It’s that voice you feed in the many crowded spaces of silent that reminds you that you are not alone. And as I sat in my sunlit apartment on an early Saturday afternoon I wondered about myself. I wondered if there was any chance of connection for me as I was newly discovered in a new world that had yet to know my name.
I was too quiet and hesitant and the kind of person who waited around for things to happen to me. I found myself unhappy and lost all ambition to believe in the gay world. I felt alone in an empty crowd. Apart of it but yet very disconnected until I found a gay chat site on the internet. It was there in this cyber space that I found many like me; many just opening their eyes to new visions of discovery so I began to communicate. After about an hour or so I found myself in this continuous conversation with a guy who had much in common. He was just a screen name but the individuality in him quickly shined through and after a couple more hours that online conversation transferred to a phone conversation where two the common voices of strangers connected in familiarity.
A bond is a connection between two souls discovered.
I never expected this kind of interaction.

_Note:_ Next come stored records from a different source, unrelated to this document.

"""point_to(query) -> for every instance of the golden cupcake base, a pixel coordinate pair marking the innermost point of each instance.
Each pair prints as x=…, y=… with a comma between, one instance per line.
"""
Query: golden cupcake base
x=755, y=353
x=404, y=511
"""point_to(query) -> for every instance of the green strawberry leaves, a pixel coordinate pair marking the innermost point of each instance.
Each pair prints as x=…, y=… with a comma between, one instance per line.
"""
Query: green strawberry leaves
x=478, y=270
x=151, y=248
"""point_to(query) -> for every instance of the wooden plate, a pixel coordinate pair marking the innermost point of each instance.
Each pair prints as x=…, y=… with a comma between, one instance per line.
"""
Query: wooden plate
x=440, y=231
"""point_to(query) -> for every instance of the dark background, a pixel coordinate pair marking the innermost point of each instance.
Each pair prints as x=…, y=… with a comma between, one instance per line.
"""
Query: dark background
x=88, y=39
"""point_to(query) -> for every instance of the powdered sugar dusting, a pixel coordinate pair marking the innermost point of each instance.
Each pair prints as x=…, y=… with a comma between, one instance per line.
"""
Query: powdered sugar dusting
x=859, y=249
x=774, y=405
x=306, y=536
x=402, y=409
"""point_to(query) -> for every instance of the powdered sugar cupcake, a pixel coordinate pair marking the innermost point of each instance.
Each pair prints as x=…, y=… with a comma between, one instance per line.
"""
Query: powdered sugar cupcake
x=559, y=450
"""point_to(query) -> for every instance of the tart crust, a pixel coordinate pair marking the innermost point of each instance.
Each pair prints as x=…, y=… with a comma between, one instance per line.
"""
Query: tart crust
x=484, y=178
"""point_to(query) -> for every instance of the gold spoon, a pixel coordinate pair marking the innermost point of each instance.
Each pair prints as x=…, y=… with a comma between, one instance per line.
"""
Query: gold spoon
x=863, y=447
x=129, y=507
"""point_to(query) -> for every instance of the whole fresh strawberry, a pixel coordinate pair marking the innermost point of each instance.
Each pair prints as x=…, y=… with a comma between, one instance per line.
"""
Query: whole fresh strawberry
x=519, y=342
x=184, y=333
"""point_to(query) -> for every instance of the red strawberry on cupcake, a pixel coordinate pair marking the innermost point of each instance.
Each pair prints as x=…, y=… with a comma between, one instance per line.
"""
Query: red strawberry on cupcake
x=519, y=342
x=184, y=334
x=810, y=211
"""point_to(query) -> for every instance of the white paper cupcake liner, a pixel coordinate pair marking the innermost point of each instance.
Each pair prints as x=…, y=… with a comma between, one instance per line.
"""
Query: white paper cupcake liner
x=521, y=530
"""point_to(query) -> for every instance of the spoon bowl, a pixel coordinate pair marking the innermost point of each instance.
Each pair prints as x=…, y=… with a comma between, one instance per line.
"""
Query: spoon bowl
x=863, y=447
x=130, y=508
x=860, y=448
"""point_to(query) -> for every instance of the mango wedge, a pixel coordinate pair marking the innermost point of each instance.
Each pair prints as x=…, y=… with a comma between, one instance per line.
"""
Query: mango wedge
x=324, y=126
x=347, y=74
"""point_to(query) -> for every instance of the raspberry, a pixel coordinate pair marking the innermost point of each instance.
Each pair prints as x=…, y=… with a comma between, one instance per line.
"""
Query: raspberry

And I never believed it possible from that sort of venue but there he was talking and sounding so real.
As that afternoon turned to early evening a phone conversation turned into a possible meeting. The hesitance resurfaced inside me and all the doubt bullied my thoughts for just a moment. But something told me to meet this man for dinner so I did and at that time was never treated with so much respect and gentleness than I was when our eyes met and a new connection began. It was beginning to feel like one of those lifetime movies where two people meet out of fate. He was a couple years older, taller, well built and very real.
We continued to talk over Chinese dumplings and a glass of wine. He was changing the way I viewed this new world; this gay world and for once in long time I felt a constant smile on my face. And a once lonely Saturday afternoon turned into a warm night of walking and having ice cream. We traded our experiences and continued to connect until the night had to finally end. It turned into a few months of dating and an eternity of an experience. I was in my mid twenties back then, lost, alone and pessimistic about this life until that moment of connection set me on a new path of possibility.
The people we meet help write the chapters of our definition.